Uma cena importante foi removida por ser difícil de explicar, evidenciando as escolhas do filme
Um dado de bastidores divulgado em maio de 2026 revela que uma cena significativa foi cortada do roteiro final. A decisão se deu pelo fato de a produção considerá-la muito complexa para o público compreender. Essa escolha revela as dificuldades enfrentadas na adaptação de uma história de ficção científica: até onde ser verdadeiro cientificamente e manter a narrativa acessível?
Além disso, a remoção mostra que o filme priorizou a fluidez da narrativa, algo crucial para sua recepção nas bilheterias. Mesmo assim, a questão de quanto esse corte impactou o equilíbrio entre rigor científico e acessibilidade ainda é discutida, principalmente entre fãs do livro original. Para quem se interessa pelo tema, análises do final explicado podem ajudar a entender as soluções adotadas na adaptação.
A chegada ao streaming amplia o potencial de alcance de um sucesso de bilheteria
Embora o filme tenha atingido uma bilheteria global de mais de 650 milhões de dólares, sua audiência no Brasil e em outros países é bem maior do que a quantidade de espectadores que viram nos cinemas.

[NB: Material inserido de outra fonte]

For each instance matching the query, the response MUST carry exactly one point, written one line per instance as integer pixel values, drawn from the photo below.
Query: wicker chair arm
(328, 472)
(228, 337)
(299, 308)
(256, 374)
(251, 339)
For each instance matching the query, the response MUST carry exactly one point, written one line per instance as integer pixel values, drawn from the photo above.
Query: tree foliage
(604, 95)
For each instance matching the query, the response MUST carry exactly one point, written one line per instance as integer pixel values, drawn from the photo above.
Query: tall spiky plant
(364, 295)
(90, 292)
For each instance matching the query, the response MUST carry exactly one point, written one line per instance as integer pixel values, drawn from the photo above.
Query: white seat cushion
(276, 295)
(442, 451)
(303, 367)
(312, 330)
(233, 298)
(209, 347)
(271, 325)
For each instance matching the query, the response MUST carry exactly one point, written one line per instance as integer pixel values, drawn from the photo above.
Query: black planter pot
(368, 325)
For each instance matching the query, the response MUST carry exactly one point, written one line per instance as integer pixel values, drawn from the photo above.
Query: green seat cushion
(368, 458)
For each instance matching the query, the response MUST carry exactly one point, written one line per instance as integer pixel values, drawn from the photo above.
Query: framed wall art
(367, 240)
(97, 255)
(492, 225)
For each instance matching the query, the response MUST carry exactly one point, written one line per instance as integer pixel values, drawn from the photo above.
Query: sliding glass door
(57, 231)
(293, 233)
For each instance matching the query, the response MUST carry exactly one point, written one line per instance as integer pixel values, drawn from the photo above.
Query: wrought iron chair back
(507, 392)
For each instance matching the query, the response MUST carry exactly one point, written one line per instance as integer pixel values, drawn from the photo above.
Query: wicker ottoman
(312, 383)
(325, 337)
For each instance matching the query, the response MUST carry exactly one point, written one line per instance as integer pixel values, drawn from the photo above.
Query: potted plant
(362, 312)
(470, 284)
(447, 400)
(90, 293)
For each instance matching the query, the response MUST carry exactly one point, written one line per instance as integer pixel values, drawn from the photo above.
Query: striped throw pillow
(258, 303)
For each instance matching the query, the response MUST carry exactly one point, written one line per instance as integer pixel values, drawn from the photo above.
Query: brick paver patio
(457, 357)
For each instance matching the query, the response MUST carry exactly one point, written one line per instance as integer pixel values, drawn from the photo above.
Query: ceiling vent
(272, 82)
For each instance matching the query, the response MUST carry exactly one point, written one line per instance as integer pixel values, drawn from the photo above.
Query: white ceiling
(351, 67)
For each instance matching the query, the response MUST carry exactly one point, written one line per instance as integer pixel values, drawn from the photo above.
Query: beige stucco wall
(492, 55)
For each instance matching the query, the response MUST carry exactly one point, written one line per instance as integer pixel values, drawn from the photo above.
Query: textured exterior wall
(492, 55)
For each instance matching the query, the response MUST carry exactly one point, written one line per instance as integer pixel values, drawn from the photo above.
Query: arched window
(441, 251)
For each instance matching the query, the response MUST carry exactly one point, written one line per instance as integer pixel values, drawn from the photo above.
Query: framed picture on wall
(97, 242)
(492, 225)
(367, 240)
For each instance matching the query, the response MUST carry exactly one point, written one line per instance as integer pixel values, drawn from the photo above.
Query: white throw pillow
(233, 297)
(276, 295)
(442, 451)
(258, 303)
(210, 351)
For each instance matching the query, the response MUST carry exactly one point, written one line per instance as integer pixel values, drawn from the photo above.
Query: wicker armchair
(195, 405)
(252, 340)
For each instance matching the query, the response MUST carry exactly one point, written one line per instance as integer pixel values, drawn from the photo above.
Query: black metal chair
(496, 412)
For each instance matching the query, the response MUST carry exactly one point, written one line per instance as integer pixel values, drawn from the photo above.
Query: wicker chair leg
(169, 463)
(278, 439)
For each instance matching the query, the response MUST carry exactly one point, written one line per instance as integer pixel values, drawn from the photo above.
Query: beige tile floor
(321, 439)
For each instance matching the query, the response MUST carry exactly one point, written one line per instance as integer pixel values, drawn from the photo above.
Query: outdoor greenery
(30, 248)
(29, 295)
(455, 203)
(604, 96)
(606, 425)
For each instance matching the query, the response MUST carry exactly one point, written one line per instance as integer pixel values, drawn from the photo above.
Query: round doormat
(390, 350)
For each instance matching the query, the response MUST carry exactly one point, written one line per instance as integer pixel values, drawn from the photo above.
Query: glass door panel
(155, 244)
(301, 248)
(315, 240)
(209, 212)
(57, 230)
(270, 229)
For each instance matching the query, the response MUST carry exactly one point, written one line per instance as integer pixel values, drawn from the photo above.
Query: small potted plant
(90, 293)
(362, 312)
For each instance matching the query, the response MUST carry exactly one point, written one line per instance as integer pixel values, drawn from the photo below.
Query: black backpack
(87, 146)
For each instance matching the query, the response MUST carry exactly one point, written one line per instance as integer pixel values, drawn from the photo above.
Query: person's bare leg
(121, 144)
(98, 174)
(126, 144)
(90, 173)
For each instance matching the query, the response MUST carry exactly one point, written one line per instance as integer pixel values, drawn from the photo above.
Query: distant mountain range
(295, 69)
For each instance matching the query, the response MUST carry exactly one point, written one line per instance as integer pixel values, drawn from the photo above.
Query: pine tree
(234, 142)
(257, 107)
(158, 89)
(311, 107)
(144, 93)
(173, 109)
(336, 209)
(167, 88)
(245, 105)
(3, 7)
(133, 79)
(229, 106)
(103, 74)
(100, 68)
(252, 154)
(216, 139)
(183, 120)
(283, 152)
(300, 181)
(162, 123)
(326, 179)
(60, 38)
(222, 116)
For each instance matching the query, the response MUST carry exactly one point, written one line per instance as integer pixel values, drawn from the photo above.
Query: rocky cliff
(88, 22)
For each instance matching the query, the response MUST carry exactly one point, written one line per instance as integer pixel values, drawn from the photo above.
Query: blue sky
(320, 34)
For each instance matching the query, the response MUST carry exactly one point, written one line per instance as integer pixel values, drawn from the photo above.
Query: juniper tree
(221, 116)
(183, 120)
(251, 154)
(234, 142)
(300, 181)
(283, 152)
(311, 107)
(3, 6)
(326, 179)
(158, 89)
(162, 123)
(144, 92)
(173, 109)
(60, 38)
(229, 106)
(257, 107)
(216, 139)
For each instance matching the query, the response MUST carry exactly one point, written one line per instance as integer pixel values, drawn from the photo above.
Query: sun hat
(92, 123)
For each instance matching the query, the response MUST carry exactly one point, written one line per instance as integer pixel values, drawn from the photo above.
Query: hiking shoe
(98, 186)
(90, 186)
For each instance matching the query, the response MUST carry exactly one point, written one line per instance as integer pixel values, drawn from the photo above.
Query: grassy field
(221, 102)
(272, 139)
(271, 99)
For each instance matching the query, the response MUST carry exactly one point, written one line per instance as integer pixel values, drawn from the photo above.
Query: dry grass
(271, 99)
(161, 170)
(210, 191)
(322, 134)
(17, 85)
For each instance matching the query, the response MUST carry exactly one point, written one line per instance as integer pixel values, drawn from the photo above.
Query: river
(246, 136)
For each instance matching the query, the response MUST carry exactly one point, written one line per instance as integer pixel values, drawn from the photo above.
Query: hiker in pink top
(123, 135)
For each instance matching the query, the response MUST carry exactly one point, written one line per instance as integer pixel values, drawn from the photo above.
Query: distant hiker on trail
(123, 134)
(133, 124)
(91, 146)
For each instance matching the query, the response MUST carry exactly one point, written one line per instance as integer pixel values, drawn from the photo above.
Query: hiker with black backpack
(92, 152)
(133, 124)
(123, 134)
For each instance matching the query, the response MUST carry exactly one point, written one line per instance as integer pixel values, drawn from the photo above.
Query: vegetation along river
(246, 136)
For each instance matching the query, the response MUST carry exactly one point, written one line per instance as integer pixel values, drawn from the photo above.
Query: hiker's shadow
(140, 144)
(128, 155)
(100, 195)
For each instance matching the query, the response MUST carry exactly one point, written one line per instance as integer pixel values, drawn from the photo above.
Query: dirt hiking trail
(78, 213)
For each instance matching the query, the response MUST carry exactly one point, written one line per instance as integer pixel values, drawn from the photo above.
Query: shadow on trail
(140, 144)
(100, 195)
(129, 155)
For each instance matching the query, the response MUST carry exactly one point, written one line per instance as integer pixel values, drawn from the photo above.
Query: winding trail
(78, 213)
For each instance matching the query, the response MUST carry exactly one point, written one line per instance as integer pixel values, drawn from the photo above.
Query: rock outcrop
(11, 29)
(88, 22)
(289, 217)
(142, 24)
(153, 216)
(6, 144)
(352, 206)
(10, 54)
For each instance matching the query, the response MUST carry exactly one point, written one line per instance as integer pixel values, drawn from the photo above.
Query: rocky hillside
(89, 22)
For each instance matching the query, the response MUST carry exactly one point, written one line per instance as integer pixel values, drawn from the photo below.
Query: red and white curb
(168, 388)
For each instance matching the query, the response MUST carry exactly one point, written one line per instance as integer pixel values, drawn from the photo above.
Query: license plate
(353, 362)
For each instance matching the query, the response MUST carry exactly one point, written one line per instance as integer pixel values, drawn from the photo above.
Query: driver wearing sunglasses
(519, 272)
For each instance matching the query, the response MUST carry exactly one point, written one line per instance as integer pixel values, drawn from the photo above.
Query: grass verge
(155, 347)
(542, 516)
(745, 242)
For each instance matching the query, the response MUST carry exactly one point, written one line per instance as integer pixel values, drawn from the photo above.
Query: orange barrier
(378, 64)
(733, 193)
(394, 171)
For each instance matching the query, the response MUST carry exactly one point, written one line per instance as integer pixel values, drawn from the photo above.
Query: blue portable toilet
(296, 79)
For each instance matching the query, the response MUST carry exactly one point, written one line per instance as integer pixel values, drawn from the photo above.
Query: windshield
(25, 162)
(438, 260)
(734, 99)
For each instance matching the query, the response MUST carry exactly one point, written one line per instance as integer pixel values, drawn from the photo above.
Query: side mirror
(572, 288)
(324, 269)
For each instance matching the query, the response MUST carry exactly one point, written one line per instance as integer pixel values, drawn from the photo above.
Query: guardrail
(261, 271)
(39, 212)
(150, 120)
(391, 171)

A estreia no Prime Video oferece uma nova oportunidade para quem ficou de fora das sessões, especialmente após uma janela de exibição bastante concorrida.
Imagem: Thais Bentlin
Com mais de 1.700 avaliações na plataforma de streaming, o filme já dispõe de uma base de opiniões formada. Essa fase de disponibilidade no streaming é importante para consolidar ou até mesmo revisar sua reputação crítica, além de potencializar o sucesso de bilheteria na fase digital.
Ryan Gosling carregando a ficção científica sozinho é uma aposta inovadora no mercado
O desempenho de Ryan Gosling como protagonista absoluto em uma obra de ficção científica sem um parceiro de cena humano representa uma estratégia de casting que poucos estúdios costumam apostar. Filmes do gênero geralmente envolvem elencos maiores ou franquias pré-concebidas. Aqui, o sucesso mostra que nomes fortes podem fazer a diferença, mesmo em histórias mais independentes.
O resultado de Devoradores de Estrelas sugere que o público se interessa por títulos com conceitos sólidos, mesmo quando não envolvem vastas franquias ou universos integrados. A parceria entre Gosling, os diretores Lord e Miller, além de Andy Weir, comprovam que uma narrativa bem construída e um elenco de peso ainda podem conquistar o público, mesmo fora do circuito tradicional de blockbusters.
Vale a pena assistir no streaming?
A chegada ao Prime Video faz do filme uma opção acessível para quem busca uma ficção científica diferente, com um toque autoral e uma atuação de destaque. A experiência visual de direção de Lord e Miller continua impressionando, embora seja preciso lembrar que o filme foi concebido para cinemas. Assim, quem estiver em dúvida, pode aproveitar a oportunidade para conferir essa produção que marcou a temporada de 2026, mesmo em uma tela doméstica.